40 coaches from across the country joined FIFA instructor Marta Tejedor for the intensive programme covering a variety of key matters such as coaching female players, team tactical organisation, and recovery and injury prevention.
“Every country represents a new challenge in terms of women’s football development,” commented Tejedor. “I have previously done courses in Equatorial Guinea and Russia, where players and coaches face a different kind of environment. All in all it’s difficult to compare, though in all countries I have been to I have sensed a great deal of commitment, passion and gratitude from all parties. I’m greatly impressed by the talent of young Israeli players. Overall women’s football stands for more than sports. Here in Israel, Muslim and Jewish girls play together, and several girls of Palestine origin play for Israel’s women’s national teams, particularly at U-16 level.”
Since 2009, FIFA has organised four women’s football projects in Israel, including a general course (2009), a promotional seminar (2010), a girls’ festival with 300 participants at the Ramat Gan National Stadium (2012) and a coaching programme (2013).
Following the success of the FIFA Women’s World Cup 2011, the world’s football governing body launched new programmes and guidelines for women's football development in 2012. While promoting the education of women’s football coaches and inviting former female players to join the courses, the main objectives of the new initiatives are to increase grassroots participation for girls and to further develop women's football leagues around the world.
"We are very excited. This is the first time FIFA organises such a big women’s football event in Israel and we are convinced that it will help our Israeli coaches in their daily activities,” explained Sharon Zeevi, head of Israel Football Association’s women’s football department. “In addition to the course itself, the programme enabled us to collect new data and share knowledge among all participants. We are very thankful for this opportunity and look forward to hosting some more courses in the near future.”
Israel and the British Virgin Islands, where a five-day programme led by FIFA instructor Andrea Rodebaugh concludes on 26 January, have become the first countries to host FIFA women’s football courses in 2013. Worldwide, more than 40 FIFA women’s football courses are expected to take place this year according to FIFA Women’s Football Development Manager Mayrilian Cruz-Blanco.
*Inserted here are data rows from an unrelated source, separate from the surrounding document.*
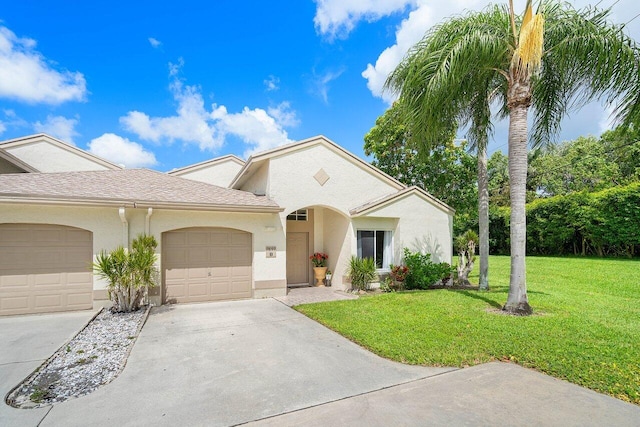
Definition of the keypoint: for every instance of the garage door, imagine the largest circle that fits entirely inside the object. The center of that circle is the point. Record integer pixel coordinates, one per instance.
(206, 264)
(44, 268)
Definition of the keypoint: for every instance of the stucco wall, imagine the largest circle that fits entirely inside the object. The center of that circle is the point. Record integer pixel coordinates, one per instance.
(259, 182)
(7, 167)
(292, 184)
(220, 174)
(269, 274)
(47, 157)
(337, 243)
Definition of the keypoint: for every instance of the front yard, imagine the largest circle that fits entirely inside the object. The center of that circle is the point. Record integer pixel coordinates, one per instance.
(585, 327)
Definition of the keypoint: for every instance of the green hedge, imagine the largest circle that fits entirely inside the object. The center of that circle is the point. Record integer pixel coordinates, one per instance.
(605, 223)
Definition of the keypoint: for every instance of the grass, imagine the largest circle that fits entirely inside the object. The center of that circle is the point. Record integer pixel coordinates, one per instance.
(585, 327)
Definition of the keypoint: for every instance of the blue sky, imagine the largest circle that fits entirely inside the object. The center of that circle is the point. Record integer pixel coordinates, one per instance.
(165, 84)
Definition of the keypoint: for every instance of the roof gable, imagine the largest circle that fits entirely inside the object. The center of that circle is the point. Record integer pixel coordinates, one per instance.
(206, 164)
(257, 160)
(47, 154)
(219, 171)
(14, 163)
(393, 198)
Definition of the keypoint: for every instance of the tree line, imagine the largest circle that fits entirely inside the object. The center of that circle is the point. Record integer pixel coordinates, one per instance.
(583, 196)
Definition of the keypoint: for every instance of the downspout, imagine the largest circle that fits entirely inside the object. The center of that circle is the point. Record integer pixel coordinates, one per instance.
(147, 220)
(125, 228)
(147, 231)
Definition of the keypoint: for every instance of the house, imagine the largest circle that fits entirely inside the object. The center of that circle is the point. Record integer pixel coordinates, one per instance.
(227, 229)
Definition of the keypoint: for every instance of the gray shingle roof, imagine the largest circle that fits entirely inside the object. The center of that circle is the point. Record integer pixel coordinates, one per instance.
(141, 187)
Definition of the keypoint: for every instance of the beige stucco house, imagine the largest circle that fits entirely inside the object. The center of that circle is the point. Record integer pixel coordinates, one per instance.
(227, 229)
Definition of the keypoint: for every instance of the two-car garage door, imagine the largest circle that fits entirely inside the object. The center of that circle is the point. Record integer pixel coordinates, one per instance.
(45, 268)
(206, 264)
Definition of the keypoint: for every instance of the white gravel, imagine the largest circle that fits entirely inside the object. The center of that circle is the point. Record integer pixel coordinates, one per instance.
(92, 358)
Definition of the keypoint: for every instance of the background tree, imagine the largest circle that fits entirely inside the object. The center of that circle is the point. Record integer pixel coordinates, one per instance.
(553, 63)
(447, 170)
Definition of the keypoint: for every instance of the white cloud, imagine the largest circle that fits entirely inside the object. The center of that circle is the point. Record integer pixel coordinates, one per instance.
(58, 127)
(410, 31)
(256, 128)
(27, 76)
(121, 151)
(190, 125)
(336, 18)
(424, 14)
(272, 83)
(284, 115)
(321, 83)
(155, 43)
(194, 124)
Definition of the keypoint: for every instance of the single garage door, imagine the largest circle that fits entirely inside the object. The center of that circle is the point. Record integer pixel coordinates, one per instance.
(206, 264)
(45, 268)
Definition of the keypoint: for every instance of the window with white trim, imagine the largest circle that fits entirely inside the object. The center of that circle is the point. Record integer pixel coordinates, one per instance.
(376, 244)
(299, 215)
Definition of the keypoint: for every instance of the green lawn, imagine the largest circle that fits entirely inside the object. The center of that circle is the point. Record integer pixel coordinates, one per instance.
(585, 327)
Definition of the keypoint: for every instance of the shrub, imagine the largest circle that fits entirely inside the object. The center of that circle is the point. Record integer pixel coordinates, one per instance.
(129, 273)
(423, 273)
(362, 272)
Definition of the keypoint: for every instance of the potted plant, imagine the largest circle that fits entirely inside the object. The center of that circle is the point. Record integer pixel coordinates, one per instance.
(319, 261)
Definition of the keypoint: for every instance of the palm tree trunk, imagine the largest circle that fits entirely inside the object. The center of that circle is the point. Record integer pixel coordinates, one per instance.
(517, 301)
(483, 216)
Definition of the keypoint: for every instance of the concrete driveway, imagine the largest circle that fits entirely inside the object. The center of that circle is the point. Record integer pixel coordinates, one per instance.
(262, 363)
(227, 363)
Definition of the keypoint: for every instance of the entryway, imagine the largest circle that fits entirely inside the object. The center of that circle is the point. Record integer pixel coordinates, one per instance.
(297, 259)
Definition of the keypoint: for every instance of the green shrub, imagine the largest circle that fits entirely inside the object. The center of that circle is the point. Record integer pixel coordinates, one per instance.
(423, 273)
(129, 273)
(362, 271)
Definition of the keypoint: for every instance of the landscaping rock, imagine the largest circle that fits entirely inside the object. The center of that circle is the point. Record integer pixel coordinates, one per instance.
(94, 357)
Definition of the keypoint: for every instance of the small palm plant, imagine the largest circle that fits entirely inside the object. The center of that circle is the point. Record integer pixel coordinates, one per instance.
(129, 273)
(362, 271)
(466, 246)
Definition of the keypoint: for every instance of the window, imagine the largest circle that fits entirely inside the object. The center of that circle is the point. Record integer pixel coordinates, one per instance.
(299, 215)
(376, 244)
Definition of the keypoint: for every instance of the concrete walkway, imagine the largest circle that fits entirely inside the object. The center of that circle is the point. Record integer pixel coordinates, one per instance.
(308, 295)
(493, 394)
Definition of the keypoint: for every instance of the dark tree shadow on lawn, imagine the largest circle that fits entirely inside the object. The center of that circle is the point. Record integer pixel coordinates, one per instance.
(482, 297)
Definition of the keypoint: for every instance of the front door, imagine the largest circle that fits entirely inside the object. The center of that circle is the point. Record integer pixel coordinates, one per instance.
(297, 258)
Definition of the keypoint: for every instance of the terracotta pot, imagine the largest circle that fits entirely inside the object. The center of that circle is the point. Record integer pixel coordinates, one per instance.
(319, 273)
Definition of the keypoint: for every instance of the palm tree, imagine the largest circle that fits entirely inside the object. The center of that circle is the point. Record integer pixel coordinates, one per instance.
(554, 60)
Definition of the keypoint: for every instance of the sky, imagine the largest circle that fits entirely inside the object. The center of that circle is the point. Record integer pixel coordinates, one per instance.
(164, 85)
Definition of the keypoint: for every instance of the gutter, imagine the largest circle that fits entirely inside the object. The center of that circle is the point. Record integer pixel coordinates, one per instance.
(146, 204)
(147, 221)
(125, 228)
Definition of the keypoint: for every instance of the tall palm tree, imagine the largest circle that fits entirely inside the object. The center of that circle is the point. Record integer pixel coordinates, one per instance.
(554, 60)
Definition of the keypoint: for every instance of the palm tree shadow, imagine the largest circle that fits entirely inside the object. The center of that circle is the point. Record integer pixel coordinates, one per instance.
(481, 297)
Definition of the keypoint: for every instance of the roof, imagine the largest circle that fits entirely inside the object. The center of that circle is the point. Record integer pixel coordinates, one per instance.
(25, 140)
(16, 161)
(392, 198)
(207, 163)
(128, 187)
(255, 161)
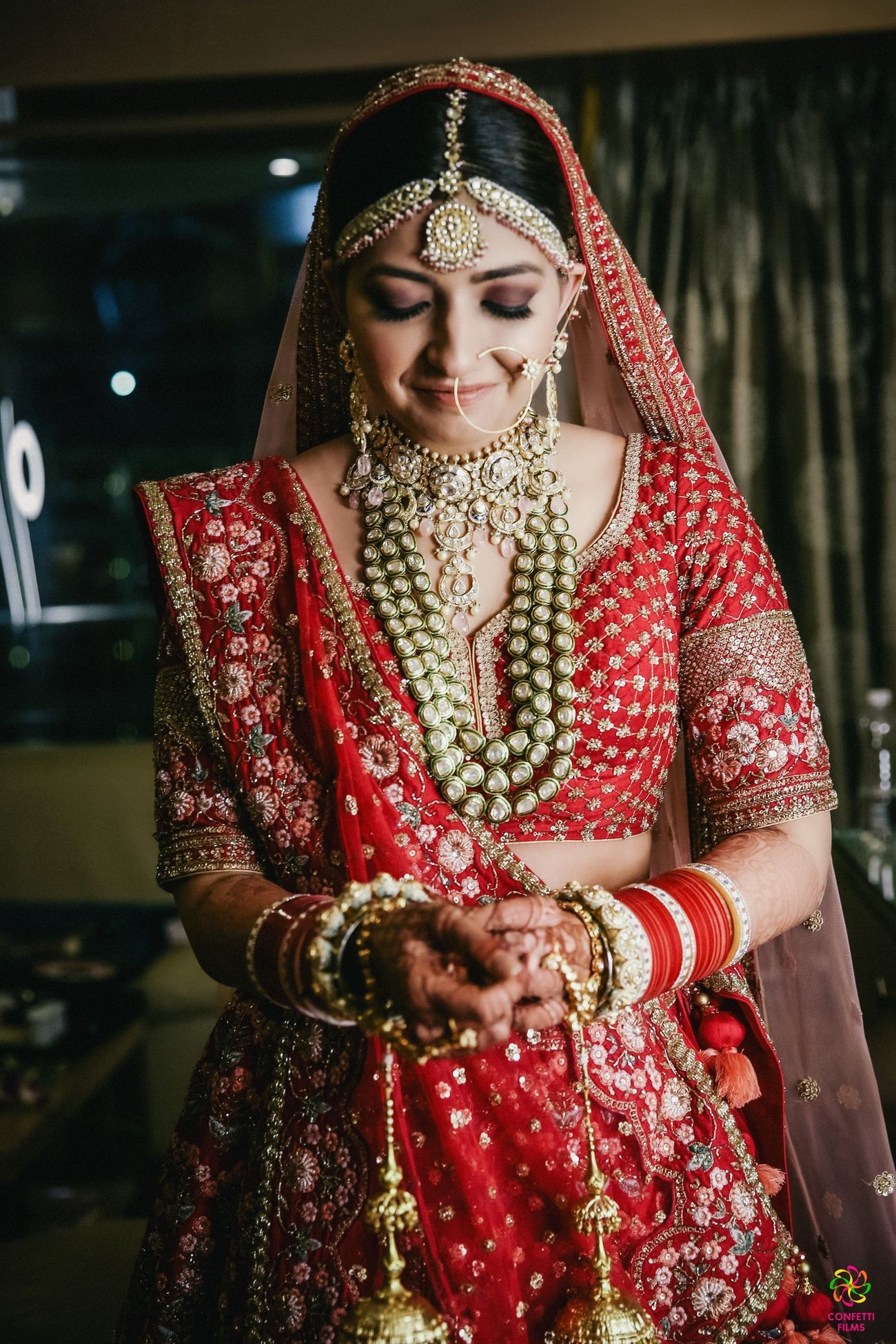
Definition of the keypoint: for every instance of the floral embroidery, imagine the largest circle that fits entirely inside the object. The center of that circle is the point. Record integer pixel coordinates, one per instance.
(379, 756)
(456, 851)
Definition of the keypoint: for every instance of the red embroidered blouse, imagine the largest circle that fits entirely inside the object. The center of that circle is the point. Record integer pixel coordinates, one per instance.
(680, 610)
(680, 616)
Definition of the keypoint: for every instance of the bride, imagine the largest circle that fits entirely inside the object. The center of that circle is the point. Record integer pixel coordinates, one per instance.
(448, 692)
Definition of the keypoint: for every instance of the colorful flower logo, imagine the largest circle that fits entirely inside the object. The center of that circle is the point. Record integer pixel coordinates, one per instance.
(851, 1285)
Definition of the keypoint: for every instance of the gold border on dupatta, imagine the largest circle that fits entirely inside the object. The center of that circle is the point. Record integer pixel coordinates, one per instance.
(680, 1053)
(178, 588)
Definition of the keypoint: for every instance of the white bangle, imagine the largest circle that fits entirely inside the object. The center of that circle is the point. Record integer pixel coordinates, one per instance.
(685, 932)
(739, 909)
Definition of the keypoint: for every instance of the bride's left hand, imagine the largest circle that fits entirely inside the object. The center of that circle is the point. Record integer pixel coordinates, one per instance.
(544, 926)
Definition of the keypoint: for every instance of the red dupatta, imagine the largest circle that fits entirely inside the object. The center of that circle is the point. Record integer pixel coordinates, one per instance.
(631, 378)
(292, 685)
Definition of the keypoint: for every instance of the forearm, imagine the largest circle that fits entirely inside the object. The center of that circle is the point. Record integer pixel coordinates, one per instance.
(780, 870)
(218, 912)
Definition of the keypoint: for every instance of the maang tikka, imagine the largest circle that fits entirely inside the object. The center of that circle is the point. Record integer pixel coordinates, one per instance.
(453, 239)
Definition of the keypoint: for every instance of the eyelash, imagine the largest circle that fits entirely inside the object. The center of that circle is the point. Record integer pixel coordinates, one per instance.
(402, 315)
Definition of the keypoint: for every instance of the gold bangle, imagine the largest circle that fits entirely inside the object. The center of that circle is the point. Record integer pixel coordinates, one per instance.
(601, 956)
(378, 1015)
(580, 995)
(733, 896)
(325, 947)
(631, 959)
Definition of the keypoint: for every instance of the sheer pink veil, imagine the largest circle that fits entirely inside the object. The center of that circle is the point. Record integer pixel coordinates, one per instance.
(628, 378)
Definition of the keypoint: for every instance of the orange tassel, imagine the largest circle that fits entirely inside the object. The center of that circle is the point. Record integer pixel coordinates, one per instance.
(734, 1074)
(771, 1178)
(720, 1034)
(775, 1311)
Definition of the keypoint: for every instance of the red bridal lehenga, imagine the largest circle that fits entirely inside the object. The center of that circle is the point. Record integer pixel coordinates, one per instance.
(287, 743)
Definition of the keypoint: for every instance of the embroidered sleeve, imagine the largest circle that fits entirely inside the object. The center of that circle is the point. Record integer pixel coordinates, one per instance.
(198, 825)
(757, 754)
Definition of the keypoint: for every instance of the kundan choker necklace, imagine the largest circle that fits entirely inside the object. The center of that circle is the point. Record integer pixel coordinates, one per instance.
(462, 501)
(509, 488)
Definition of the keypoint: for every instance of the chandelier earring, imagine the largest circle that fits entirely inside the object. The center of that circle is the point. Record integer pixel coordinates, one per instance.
(358, 476)
(529, 369)
(553, 369)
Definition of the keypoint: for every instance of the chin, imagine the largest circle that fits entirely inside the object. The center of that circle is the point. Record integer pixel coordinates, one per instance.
(445, 428)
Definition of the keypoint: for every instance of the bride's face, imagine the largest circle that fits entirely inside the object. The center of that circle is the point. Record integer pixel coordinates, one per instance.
(417, 330)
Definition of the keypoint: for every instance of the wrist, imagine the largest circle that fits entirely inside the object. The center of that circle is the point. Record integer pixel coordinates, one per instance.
(665, 933)
(276, 944)
(339, 979)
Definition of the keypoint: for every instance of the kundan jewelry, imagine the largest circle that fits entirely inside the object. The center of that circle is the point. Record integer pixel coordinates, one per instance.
(453, 239)
(480, 776)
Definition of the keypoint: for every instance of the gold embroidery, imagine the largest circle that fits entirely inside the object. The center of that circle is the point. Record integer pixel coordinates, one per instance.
(272, 1145)
(175, 708)
(884, 1183)
(766, 648)
(688, 1062)
(179, 592)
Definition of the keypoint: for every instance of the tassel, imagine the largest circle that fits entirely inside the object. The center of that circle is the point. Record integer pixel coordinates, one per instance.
(734, 1074)
(789, 1281)
(812, 1310)
(771, 1178)
(775, 1312)
(720, 1034)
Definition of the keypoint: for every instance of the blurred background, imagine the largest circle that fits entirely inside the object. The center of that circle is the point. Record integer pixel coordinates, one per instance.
(159, 167)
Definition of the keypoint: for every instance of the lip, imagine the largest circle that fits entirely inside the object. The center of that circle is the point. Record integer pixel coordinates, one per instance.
(442, 395)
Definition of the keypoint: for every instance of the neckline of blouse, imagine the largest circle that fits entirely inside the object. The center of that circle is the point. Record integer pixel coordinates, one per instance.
(607, 538)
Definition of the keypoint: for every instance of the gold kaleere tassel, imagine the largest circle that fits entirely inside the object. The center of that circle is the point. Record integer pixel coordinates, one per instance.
(393, 1315)
(607, 1316)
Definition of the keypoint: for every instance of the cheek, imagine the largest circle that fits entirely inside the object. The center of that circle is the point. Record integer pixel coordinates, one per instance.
(385, 352)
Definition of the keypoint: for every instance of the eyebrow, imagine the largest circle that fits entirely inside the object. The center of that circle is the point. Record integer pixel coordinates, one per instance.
(482, 277)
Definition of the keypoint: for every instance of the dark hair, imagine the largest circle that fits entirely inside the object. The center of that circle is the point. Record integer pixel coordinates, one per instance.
(406, 141)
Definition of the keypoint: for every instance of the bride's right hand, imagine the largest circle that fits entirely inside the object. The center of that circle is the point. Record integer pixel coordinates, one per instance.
(444, 971)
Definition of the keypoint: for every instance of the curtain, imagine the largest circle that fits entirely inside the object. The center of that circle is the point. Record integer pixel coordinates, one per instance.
(762, 209)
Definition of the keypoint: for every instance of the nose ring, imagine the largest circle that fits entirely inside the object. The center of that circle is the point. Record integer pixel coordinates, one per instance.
(529, 369)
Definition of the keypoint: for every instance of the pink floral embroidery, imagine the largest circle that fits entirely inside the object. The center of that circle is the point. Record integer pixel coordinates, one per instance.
(211, 563)
(379, 756)
(456, 851)
(234, 682)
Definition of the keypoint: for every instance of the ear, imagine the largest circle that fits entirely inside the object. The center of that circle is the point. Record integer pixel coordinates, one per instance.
(570, 288)
(335, 281)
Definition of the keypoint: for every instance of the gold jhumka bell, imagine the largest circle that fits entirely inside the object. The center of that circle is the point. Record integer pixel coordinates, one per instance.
(394, 1315)
(607, 1316)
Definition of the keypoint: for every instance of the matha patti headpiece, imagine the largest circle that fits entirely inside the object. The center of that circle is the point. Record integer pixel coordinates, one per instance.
(453, 239)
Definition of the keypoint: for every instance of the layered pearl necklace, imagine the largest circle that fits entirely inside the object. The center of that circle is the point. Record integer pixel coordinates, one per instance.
(509, 485)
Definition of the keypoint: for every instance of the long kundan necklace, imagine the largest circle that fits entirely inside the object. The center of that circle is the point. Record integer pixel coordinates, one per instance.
(511, 494)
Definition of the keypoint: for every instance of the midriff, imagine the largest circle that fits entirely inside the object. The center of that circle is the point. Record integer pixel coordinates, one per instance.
(609, 863)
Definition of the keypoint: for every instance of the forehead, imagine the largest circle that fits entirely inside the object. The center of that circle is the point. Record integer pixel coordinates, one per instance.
(502, 248)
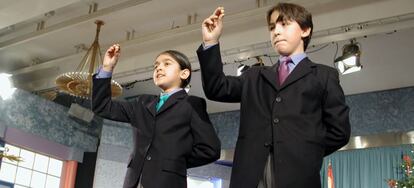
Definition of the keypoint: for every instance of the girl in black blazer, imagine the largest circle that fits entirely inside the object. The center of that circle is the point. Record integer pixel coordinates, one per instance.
(172, 131)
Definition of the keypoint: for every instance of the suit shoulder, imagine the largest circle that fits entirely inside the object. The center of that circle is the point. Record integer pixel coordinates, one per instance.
(195, 99)
(143, 98)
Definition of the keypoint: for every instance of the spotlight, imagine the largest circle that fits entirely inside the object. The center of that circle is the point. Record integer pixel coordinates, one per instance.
(259, 62)
(6, 86)
(241, 69)
(349, 62)
(187, 88)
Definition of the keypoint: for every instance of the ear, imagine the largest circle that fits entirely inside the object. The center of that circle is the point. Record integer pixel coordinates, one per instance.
(306, 32)
(184, 74)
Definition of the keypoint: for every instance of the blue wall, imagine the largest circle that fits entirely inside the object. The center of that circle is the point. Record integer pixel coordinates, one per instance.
(43, 118)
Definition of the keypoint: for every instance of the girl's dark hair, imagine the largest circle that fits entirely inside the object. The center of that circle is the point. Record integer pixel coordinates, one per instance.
(293, 12)
(183, 61)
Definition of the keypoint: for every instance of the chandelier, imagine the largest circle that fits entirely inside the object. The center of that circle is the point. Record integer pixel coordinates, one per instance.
(79, 82)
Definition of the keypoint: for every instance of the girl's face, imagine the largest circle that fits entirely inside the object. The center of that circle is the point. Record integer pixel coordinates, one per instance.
(167, 73)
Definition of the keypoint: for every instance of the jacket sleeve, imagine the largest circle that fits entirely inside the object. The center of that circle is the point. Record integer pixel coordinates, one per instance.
(216, 85)
(335, 115)
(104, 106)
(206, 144)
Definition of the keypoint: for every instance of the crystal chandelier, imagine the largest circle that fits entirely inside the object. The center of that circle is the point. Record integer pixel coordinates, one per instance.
(79, 82)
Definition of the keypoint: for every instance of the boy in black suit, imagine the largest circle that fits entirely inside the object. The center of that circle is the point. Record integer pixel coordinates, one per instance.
(292, 113)
(172, 132)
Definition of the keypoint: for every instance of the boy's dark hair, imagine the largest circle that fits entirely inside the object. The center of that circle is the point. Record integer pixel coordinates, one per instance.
(293, 12)
(183, 61)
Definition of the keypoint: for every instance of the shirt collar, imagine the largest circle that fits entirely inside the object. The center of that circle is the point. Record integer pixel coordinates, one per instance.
(171, 92)
(296, 58)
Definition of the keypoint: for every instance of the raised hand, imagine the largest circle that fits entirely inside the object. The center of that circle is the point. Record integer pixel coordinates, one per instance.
(212, 27)
(111, 57)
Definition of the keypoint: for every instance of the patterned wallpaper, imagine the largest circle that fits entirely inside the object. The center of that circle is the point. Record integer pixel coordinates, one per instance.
(38, 116)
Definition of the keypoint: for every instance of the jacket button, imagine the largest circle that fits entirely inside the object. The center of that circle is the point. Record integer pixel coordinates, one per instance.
(278, 99)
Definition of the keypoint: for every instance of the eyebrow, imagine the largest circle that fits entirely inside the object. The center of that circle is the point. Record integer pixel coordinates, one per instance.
(165, 60)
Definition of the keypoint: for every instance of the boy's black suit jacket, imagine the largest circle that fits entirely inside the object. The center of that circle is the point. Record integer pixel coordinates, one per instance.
(167, 142)
(302, 120)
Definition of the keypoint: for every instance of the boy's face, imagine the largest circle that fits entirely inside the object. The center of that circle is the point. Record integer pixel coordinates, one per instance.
(167, 73)
(286, 36)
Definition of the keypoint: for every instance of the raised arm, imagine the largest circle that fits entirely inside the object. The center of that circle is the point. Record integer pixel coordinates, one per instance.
(335, 115)
(102, 103)
(216, 85)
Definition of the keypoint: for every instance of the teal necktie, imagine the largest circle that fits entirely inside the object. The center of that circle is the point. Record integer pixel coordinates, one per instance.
(161, 102)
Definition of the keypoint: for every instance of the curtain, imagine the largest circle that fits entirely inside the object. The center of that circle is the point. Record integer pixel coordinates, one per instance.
(365, 168)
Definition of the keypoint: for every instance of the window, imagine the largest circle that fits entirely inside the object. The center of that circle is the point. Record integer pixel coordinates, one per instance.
(35, 171)
(197, 182)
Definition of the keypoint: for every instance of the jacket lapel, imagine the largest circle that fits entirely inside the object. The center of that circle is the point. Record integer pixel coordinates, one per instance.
(301, 70)
(174, 98)
(151, 106)
(270, 75)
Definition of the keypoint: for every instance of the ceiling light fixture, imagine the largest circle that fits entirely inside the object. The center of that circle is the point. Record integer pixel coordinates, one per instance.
(6, 86)
(349, 62)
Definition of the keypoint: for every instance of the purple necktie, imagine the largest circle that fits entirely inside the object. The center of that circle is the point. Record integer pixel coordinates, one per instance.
(284, 69)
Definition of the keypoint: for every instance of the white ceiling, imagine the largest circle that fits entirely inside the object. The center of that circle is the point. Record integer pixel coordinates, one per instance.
(37, 57)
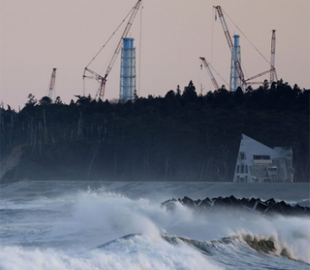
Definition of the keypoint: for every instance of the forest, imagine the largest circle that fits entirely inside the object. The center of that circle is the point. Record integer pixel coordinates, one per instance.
(183, 136)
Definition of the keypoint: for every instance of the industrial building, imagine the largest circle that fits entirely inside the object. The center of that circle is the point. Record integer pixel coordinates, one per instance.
(257, 162)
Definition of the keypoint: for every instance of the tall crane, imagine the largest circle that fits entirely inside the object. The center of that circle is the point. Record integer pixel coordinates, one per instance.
(52, 84)
(273, 74)
(103, 79)
(230, 44)
(205, 63)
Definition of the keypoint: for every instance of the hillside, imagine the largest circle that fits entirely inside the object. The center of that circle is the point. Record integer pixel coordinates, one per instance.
(180, 137)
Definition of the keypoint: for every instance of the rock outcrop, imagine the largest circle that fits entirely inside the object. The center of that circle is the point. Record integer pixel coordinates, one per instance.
(254, 205)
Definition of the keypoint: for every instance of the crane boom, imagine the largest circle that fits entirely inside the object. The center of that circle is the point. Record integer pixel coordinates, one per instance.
(52, 84)
(215, 84)
(273, 74)
(230, 44)
(102, 79)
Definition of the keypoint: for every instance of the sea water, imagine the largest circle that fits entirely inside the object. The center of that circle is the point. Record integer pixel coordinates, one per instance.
(117, 225)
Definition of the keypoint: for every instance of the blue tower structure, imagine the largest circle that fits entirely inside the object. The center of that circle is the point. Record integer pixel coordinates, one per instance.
(235, 81)
(128, 70)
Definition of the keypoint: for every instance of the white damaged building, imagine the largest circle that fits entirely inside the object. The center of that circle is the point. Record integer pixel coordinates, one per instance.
(257, 162)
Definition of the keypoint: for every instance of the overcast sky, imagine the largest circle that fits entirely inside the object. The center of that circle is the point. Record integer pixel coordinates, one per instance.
(170, 36)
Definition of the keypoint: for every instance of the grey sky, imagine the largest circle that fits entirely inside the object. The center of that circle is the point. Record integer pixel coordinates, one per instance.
(38, 35)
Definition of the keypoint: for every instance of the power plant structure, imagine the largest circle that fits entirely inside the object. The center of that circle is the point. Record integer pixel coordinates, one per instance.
(235, 81)
(52, 84)
(128, 71)
(237, 78)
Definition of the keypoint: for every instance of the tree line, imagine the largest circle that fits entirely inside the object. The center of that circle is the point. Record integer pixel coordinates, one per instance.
(182, 136)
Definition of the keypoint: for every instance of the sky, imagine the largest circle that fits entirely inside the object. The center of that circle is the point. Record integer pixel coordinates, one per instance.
(170, 36)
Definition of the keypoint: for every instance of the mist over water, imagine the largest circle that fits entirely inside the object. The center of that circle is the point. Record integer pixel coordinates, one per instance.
(79, 226)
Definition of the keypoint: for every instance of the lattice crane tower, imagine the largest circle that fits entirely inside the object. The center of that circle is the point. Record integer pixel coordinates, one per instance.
(128, 71)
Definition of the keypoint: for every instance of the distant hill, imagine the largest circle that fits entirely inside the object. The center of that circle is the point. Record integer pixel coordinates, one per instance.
(180, 137)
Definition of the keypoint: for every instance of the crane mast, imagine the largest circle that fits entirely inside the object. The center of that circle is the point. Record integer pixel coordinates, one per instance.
(103, 79)
(230, 44)
(214, 82)
(273, 74)
(52, 84)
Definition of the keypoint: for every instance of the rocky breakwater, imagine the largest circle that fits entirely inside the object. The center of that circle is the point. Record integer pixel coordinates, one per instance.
(245, 205)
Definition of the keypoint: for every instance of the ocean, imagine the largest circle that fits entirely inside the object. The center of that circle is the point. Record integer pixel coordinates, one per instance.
(85, 225)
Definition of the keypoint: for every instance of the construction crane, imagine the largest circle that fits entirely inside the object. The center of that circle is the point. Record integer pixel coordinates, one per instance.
(230, 44)
(205, 63)
(244, 81)
(103, 79)
(273, 74)
(52, 84)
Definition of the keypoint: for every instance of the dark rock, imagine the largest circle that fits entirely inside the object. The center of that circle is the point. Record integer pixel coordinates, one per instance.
(269, 207)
“We aim at creating synergies with our member associations in order to foster female players’ development and increase the number of girls and women who practice our sport,” said Cruz-Blanco. “As all member associations have different kinds of priorities, we need to adapt our programmes in order to provide them with tailor-made assistance.”
According to FIFA figures, 29 million girls and women play football across the globe.